# Display the Employee List in Perl



## jodiestjohn100 (Sep 22, 2008)

Hi 

I am working on a program and I need some help with the second part of this question. Displaying the employee List. Can somebody get back to me ASAP

Durham IT Services
----------------------------------------------------------------
A – Import data from a text file into the DBM file
B – Display the Employee List 
C – Modify the Employee details
D – Delete Employee details
E – Add an Employee
F – Find the number of employees by Position
X – Exit from the menu



!c:\perl\bin\perl -w
use strict;
my $option;
my($id,$name,$address,$city,$state,$phone,$email,$department,$position,$salary);
my $counter=0;
my $record;
my %Emp;
while ($counter cmp "A") {
system "cls";

print "Durham IT Services\n";
print "-------------------------------------\n";
print "A-Import data from a text file to an DMA file\n";
print "B-Display the Employees List\n";
print "C-Modify the Employee detail\n";
print "D-Delete Employee details\n";
print "E-Add an Employees\n";
print "F-Find the number of Employees by Position\n";
print "X-Exit from the Menu\n";

print "Choose an Option: ";
$option=<STDIN>;
chomp $option;


#Set up the command line option
my $filename = "employee.dat";
my $database = "employee.dbm";
#Open the input file
open (INPUT, "$filename") || die "Can not open the file $filename:";
#open the DBM database file
dbmopen(%Emp, $database, 0700) || die "Cannot open DBM database: $!";
#A while loop for the option on the main menu and the call to functions
print "Menu\n";
if ($option eq "A" or $option eq "a") {
import();
}
elsif ($option eq "B" or $option eq "b"){
print "B\n";
display();
print "Nice Job on B\n";
}
elsif ($option eq "C" or $option eq "c"){
print "C\n";
#modify();
}
elsif ($option eq "D" or $option eq "d"){
print "D\n";
#del();
}

elsif ($option eq "E" or $option eq "e"){
print "E\n";
#add();
}
elsif ($option eq "F" or $option eq "f"){
print "F\n";
#find();
}
elsif ($option eq "X" or $option eq "x") {
print "Exiting Program";
exit 0;
}
#Close the dmb database
dbmclose %Emp;
#Close the input file
close(INPUT);
}


sub import() {
while (<INPUT>)
{
chomp;
#Split the Line
($id,$name,$address,$city,$state,$phone,$email,$department,$position,$salary) = split(/\|/);
#Save the information into the DBM file
$Emp{$id} = "${name}|${address}|${city}|${state}|${phone}|${email}|${department}|${position}|${salary}"; 
}
}
import();

*sub display() {

while(($id) = each %Emp) 
{ 
# Split up the record. 
($id,$name,$address,$city,$state,$phone,$email,$department,$position,$salary)= split (/\|/); 
# print it 
print"$id\t $name\t $address\t $city\t $state\t $phone\t $email\t $department\t $position\t $salary\n";
} 
*


#Start printing out the dbm information
#while (($Emp, $record) = each %Emp)
#{
#Split the Record
# ($id,$name,$address,$city,$state,$phone,$email,$department,$position,$salary)= split (/\|/);
#print it
#print"$id\t $name\t $address\t $city\t $state\t $phone\t $email\t $department\t $position\t $salary\n"; 
#} 
} 
display();

sub modify() {
print "modify\n";
print "Choose an Option:\n";
$option=<STDIN>;
chomp $option;
}

sub del() {
print "Please enter your employee ID\n";
print "Choose an Option:\n";
$option=<STDIN>;
chomp $option;
}


----------



## McNinja (Jun 22, 2008)

sounds like homework to me 

we have a forum rule against this
http://www.techsupportforum.com/rules.php
EDUCATIONAL ASSISTANCE

While we are happy to promote the education of users, we feel it is inappropriate to circumvent the learning process by directly assisting with assignments and projects of an educational nature.

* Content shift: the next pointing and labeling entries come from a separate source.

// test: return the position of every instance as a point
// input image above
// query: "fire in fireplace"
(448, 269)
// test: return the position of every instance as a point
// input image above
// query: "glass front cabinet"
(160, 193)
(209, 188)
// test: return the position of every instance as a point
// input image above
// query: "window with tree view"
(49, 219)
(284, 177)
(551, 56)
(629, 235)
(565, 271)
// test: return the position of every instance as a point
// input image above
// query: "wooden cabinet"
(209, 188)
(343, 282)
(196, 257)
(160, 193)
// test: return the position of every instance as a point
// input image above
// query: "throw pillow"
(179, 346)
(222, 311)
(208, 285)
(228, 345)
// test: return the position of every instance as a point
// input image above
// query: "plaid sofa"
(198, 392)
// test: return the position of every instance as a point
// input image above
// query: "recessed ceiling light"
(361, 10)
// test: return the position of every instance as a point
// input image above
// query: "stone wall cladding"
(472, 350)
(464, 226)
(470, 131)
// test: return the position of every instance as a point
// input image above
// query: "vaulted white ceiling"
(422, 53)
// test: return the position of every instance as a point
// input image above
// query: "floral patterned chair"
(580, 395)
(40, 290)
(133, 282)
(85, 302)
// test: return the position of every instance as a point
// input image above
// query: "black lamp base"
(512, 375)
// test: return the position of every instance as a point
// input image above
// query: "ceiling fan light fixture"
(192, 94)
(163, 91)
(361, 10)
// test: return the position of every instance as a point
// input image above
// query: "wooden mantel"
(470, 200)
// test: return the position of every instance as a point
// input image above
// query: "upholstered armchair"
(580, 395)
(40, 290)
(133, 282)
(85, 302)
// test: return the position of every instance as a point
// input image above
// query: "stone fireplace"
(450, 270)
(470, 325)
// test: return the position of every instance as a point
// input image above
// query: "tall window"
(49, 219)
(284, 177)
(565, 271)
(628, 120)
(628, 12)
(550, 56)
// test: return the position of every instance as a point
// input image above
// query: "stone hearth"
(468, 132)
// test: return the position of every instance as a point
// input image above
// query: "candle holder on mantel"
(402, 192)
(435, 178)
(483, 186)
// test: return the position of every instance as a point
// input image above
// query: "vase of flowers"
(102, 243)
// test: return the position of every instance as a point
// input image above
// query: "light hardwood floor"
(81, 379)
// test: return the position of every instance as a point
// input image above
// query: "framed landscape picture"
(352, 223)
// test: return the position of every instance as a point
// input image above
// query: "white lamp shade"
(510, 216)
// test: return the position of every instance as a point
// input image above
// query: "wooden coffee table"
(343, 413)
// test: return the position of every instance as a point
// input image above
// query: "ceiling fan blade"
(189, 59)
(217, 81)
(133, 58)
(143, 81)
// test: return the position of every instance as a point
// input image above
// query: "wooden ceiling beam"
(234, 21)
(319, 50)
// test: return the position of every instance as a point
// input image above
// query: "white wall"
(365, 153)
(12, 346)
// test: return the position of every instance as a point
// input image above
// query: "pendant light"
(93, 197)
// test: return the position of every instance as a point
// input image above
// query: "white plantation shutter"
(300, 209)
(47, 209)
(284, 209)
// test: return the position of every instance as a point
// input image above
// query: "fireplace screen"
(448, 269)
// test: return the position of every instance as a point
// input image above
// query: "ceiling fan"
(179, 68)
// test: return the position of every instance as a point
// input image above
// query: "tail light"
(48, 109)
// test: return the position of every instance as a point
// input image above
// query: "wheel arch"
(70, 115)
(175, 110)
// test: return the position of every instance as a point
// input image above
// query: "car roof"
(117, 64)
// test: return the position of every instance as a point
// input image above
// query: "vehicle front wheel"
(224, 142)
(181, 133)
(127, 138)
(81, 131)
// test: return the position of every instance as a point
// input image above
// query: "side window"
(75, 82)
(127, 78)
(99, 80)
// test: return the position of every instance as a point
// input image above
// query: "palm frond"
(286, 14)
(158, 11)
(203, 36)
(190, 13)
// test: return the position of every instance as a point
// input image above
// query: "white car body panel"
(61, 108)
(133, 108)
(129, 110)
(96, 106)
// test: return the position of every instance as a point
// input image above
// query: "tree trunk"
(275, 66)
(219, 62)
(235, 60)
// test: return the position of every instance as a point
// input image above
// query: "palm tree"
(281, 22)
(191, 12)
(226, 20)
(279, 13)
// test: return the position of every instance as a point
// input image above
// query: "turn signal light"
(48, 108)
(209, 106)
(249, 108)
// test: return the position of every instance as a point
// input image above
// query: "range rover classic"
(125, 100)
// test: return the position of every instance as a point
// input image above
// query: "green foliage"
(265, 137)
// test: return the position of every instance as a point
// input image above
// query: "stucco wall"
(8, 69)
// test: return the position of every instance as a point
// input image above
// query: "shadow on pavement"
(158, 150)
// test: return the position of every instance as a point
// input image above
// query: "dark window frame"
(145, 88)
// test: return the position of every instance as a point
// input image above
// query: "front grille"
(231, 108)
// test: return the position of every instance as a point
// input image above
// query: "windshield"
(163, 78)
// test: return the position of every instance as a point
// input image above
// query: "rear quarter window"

Direct answers to school or college assignments are not allowed and will not be given. However, if a user is having trouble comprehending a certain topic, the members and staff at TSF will be happy to provide assistance with understanding the topic.


----------



## jodiestjohn100 (Sep 22, 2008)

I was posting this to not get the answer but to get some guidance about whats going on and why the code is wrong. I looked at his example and its what I have in it and it does not work. why?


----------



## dm01 (Oct 10, 2006)

You have lines commented which should not be. Find them and correct the error.


----------